Das weiß ich nicht mehr genau. Ich weiß noch, wie wir bei dieser Frau damals saßen und sie gefragt hatte, ob er sich entschuldigen kann. Das ging für ihn nicht. Für mich war das aber etwas Wesentliches, was mir gefehlt hat. Die Anerkennung von dem, was ich erlebt habe. Die Anerkennung meines Leids.

Das ist für mich natürlich verknüpft ist mit der Geschichte mit meiner Mutter, weil das im Grunde erstmal das schwerwiegendere war. Der Vertrauensbruch durch den Bruder ist das eine. Den Bruder, als Vorbild zu verlieren... 

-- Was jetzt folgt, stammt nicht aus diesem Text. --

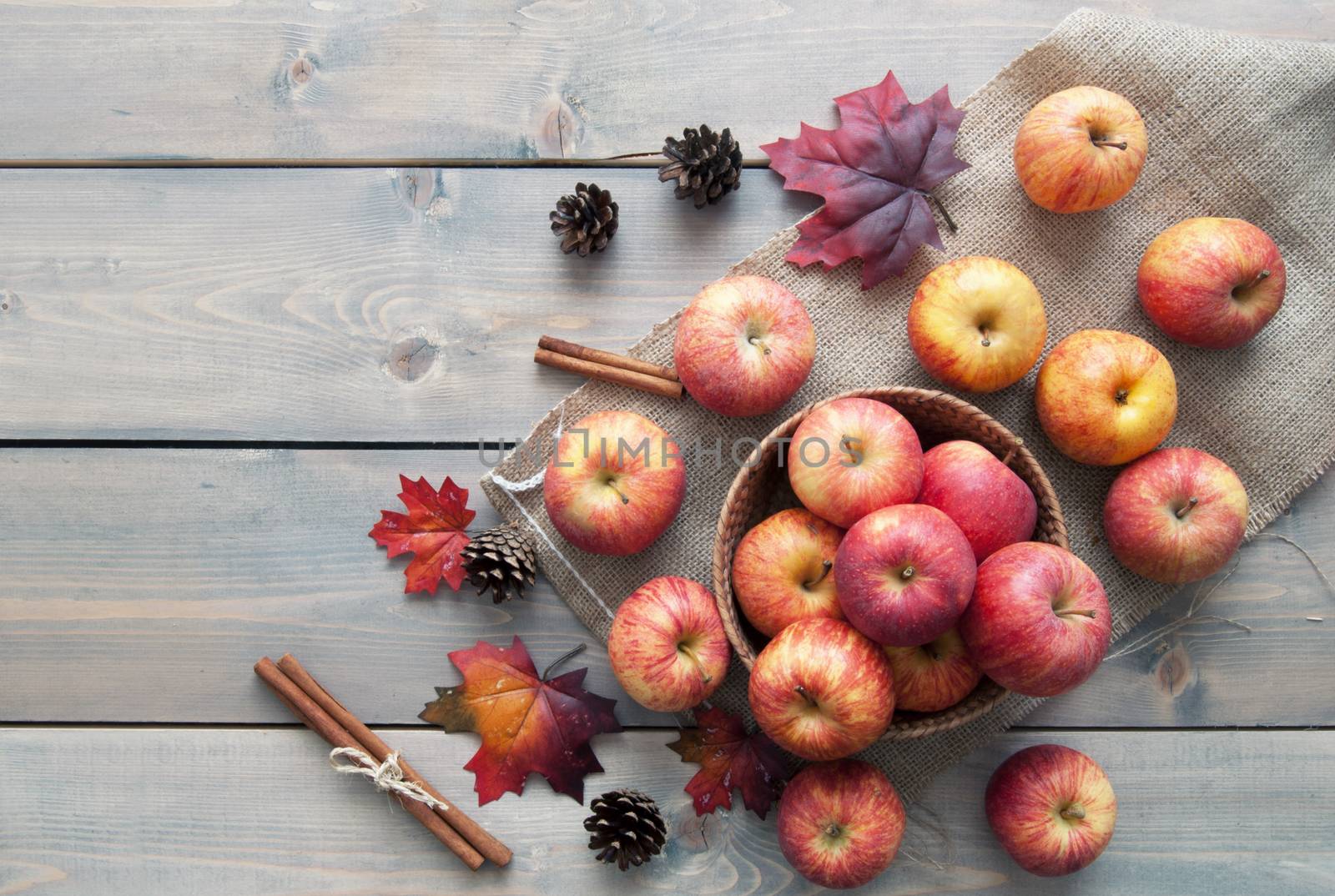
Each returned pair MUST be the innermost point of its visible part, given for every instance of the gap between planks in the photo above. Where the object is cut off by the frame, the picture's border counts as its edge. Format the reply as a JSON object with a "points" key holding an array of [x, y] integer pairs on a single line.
{"points": [[652, 162]]}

Die Mutter in dem Moment zu verlieren, ist natürlich viel grausamer. Ich war ein kleines Mädchen und ich weiß noch, wie sie vor mir stand und alles um sie herum schwarz geworden ist.

Ich hatte das Gefühl zu sterben. Es war so als hätte in dem Moment mein Leben aufgehört. Ab dem Moment war ich, glaube ich einfach nicht mehr in meinem Körper. 

Wieder eine andere Geschichte, aber später war ich mal bei einem Schamanin. Es ging um die Seele und dass man Seelenanteile verlieren kann. Bei mir war es nicht so, dass ich einen Anteil verloren habe, sondern mein ganzer Körper von einer Schlange ausgefüllt war und die hatte meine Seele komplett gegessen. 

So war meine Seele quasi in mir, aber in dieser Schlange und ich konnte mich von innen einfach nicht fühlen.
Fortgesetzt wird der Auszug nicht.